Autonomia sob fogo cerrado em 2014

mario_abrantesManter em crescendo a sequência das agressões à Autonomia Regional, parece ser o mote do poder na República desde que está ocupado por esta direita neo-liberal, retrógrada e centralista do PSD e do CDS tanto ao nível do governo, como da presidência.

Em 2014, os Açores já irão ficar injustamente discriminados devido à específica subida dos impostos, em resultado da alteração da Lei de Finanças Regionais e da redução do diferencial fiscal de 30 para 20% entre o Continente e a Região, incidindo sobre os principais impostos e, em particular, sobre todos os escalões do IVA.

Só a título de exemplo, por causa disso, a subida do bem fundamental que é a electricidade, nos Açores vai ser duplamente penalizadora para as famílias e as empresas, sendo muito superior à do resto do país.

 

 Mas eis senão quando o Senhor Representante da República, que já tinha ensaiado o corte constitucional à manutenção do horário das 35 horas nos Açores por considerar a matéria como sendo da competência exclusiva da Assembleia da República, decidiu agora ir mas longe e, desta vez de forma inédita nos anais da Autonomia, fez aquilo que não deveria, isto é, considerar também da competência exclusiva da Assembleia da República matéria da competência jurídico-política natural da Autonomia, e, em nome de uma igualdade fictícia, enviar para fiscalização preventiva da constitucionalidade o Orçamento Regional de 2014, aprovado pelo Parlamento Açoriano, com base numa medida dele constante e que se encontrava já em vigor desde o ano de 2000: a remuneração complementar dos trabalhadores da Administração Regional e Local.

 

É caso para dizer: não vá o sapateiro para além do chinelo.
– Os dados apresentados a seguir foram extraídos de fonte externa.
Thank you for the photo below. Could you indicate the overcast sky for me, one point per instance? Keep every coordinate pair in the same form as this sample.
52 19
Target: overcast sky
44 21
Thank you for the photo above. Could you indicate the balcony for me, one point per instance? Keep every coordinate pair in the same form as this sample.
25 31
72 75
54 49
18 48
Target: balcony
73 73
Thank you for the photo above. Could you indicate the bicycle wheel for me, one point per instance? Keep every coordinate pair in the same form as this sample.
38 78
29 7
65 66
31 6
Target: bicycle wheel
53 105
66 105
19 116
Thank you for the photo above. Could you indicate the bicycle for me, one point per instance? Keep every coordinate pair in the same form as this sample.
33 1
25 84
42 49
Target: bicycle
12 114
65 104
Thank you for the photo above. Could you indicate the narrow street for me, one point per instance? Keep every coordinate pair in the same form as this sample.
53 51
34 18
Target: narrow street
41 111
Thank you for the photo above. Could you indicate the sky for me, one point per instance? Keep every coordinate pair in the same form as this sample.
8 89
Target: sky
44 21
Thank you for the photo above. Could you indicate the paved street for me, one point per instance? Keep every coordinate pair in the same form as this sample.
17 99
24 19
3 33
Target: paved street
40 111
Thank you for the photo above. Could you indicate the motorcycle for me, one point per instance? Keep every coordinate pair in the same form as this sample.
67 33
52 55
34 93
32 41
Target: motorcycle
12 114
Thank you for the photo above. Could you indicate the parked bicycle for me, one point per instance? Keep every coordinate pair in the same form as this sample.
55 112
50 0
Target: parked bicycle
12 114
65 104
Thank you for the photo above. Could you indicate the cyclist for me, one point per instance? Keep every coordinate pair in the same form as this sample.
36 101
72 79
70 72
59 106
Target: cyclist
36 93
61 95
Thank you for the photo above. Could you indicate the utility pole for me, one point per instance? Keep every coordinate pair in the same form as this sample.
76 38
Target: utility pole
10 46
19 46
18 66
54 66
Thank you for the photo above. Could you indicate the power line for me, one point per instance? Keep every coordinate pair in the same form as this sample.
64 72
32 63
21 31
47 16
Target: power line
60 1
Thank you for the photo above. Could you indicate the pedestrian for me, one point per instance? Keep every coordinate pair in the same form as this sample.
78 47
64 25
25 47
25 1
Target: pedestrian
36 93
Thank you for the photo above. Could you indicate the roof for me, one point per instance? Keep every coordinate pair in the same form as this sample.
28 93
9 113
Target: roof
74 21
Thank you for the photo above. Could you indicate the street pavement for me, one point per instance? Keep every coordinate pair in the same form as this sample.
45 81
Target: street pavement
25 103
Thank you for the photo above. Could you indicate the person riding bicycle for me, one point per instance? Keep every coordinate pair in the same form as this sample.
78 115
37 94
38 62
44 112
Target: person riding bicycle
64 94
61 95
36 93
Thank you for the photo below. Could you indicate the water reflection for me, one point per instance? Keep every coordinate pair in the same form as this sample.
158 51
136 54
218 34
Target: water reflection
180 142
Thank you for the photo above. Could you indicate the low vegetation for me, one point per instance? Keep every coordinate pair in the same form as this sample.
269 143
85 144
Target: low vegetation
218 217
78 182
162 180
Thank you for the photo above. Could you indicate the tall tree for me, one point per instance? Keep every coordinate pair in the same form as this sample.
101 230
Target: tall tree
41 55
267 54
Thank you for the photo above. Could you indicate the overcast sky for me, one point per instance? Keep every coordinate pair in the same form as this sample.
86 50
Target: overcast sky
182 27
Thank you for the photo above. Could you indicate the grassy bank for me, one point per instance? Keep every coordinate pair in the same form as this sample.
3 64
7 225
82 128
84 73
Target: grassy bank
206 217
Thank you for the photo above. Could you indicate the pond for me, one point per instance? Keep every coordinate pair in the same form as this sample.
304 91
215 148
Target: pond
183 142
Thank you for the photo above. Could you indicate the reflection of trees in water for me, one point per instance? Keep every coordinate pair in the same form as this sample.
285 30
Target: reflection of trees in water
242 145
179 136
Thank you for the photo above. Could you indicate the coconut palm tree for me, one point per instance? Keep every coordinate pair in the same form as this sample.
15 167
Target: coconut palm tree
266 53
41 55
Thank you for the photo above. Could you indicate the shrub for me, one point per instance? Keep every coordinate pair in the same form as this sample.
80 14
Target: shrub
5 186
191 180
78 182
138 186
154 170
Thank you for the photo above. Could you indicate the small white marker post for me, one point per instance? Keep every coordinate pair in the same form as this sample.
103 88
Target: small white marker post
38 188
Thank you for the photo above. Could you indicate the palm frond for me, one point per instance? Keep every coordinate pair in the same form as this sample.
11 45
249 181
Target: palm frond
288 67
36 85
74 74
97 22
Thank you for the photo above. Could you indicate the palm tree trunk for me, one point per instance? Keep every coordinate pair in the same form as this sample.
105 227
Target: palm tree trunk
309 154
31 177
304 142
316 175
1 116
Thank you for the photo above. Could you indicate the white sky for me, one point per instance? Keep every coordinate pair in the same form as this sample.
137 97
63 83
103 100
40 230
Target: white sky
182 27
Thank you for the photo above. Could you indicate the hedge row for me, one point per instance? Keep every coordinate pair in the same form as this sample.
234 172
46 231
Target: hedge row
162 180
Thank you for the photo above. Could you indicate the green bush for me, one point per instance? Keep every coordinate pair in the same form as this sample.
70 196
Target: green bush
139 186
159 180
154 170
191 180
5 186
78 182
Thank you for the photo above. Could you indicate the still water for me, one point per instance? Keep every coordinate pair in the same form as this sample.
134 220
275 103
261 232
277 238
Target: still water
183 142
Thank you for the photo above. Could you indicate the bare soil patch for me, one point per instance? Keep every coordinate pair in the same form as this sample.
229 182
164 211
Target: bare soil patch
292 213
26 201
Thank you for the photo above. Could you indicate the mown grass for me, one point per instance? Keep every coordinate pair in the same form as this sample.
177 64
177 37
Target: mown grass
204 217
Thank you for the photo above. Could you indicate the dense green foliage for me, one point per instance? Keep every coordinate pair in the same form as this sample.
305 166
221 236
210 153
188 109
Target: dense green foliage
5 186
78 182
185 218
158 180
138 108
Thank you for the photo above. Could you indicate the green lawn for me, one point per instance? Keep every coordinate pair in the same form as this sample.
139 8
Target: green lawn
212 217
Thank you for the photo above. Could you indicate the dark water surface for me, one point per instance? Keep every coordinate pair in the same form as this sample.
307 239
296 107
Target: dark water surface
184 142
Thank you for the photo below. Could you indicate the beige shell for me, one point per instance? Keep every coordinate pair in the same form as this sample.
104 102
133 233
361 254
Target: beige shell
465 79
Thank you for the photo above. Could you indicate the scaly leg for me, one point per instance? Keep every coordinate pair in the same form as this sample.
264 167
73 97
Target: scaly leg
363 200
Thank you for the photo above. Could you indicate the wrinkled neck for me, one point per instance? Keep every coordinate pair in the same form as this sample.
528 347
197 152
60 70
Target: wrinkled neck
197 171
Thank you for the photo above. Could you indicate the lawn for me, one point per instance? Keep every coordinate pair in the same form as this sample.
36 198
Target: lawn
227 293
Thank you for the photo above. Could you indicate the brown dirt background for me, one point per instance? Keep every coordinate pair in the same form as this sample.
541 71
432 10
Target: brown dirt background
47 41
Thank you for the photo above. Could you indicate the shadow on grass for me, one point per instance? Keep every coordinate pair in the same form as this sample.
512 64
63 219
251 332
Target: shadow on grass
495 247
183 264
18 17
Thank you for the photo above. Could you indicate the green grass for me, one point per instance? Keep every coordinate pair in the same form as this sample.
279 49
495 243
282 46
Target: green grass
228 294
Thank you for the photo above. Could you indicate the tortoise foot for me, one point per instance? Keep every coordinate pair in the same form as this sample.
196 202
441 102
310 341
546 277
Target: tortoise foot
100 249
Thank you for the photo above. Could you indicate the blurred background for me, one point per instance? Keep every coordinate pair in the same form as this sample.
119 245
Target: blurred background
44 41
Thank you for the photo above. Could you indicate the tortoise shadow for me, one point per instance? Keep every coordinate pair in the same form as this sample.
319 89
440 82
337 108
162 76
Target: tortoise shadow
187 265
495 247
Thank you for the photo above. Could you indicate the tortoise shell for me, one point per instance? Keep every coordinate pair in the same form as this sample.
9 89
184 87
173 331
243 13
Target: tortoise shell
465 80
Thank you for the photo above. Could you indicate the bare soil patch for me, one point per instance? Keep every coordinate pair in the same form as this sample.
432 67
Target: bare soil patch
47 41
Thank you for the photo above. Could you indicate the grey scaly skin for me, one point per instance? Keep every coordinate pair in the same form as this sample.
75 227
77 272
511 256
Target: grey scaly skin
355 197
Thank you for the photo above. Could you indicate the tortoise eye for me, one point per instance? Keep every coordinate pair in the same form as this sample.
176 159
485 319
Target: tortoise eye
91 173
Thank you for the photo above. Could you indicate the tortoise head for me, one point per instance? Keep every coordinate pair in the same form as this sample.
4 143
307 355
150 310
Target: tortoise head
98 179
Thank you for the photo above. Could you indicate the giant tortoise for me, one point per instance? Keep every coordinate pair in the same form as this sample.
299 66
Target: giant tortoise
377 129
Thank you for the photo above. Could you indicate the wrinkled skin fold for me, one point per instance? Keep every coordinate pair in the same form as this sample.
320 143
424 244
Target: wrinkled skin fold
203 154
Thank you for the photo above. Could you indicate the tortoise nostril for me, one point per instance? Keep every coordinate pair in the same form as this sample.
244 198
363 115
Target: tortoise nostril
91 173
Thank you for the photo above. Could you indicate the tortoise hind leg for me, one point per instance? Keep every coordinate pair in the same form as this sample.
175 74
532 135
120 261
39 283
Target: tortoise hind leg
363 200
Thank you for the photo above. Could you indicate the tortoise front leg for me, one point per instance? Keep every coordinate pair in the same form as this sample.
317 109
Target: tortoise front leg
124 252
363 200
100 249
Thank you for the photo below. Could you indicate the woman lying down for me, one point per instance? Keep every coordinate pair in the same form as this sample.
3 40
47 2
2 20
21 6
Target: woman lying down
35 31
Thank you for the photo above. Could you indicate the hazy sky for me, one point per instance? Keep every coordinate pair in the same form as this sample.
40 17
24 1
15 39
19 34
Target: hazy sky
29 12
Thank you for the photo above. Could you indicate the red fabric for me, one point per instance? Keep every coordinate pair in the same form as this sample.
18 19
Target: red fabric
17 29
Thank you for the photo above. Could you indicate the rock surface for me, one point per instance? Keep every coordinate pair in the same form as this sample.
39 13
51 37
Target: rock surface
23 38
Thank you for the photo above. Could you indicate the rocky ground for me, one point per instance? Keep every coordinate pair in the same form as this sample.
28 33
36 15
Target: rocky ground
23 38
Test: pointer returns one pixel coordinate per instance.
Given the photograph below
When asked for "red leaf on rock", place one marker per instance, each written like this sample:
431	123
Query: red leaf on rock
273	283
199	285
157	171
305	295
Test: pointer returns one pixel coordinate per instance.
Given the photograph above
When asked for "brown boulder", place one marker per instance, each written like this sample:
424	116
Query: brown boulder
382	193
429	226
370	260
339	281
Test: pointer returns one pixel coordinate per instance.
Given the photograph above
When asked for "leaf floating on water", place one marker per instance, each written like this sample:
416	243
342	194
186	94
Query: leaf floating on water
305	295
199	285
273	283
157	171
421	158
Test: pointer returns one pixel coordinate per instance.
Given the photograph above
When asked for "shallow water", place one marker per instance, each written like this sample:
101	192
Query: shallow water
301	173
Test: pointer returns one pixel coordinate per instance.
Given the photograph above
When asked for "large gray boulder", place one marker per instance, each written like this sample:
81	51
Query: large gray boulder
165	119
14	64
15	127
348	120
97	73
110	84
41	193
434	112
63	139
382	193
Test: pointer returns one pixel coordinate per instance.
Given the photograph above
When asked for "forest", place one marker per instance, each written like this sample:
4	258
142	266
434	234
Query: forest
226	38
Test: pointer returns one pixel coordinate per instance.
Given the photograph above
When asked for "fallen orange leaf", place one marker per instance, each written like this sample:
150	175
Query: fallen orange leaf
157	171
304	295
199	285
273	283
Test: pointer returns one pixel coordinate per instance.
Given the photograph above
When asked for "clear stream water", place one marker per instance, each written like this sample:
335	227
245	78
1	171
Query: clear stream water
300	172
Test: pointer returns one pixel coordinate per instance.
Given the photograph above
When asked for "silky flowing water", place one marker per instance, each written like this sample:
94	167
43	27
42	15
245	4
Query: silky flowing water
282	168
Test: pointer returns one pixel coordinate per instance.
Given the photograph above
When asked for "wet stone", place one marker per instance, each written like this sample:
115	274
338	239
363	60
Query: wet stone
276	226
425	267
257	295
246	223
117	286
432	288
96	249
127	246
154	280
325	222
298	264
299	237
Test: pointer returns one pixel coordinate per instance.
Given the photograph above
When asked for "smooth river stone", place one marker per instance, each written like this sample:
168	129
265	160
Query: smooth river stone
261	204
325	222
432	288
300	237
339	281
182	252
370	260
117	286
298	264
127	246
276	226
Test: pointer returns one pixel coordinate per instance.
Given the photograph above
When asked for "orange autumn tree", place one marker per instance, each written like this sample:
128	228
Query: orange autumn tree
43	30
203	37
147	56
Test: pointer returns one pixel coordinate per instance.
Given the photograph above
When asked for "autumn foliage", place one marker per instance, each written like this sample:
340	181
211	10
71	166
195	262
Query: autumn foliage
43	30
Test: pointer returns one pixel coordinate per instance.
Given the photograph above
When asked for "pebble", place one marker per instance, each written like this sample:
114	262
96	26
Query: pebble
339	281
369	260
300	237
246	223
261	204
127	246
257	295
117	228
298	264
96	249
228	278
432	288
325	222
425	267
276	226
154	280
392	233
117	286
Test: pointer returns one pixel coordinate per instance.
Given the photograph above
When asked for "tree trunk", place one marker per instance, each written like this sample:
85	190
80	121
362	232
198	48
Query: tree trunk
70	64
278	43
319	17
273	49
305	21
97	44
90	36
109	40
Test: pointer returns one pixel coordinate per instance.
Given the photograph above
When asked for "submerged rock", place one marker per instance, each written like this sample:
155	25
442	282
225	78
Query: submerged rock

A discriminação positiva dos Açores, equilibradora dos constrangimentos permanentes que resultam de viver em ilhas distantes entre si e do continente, isto é, a legitimidade da compensação dos custos da insularidade, compõe uma das bases estruturantes da Autonomia, e o Senhor Representante da República, sabe-o certamente, mas isso não o impediu de tomar a decisão inédita de suspender o Orçamento Regional, e nesse caso só o faria porque outros valores mais altos se terão levantado, como seja provavelmente a vontade implícita de quem o nomeou: o Presidente da República!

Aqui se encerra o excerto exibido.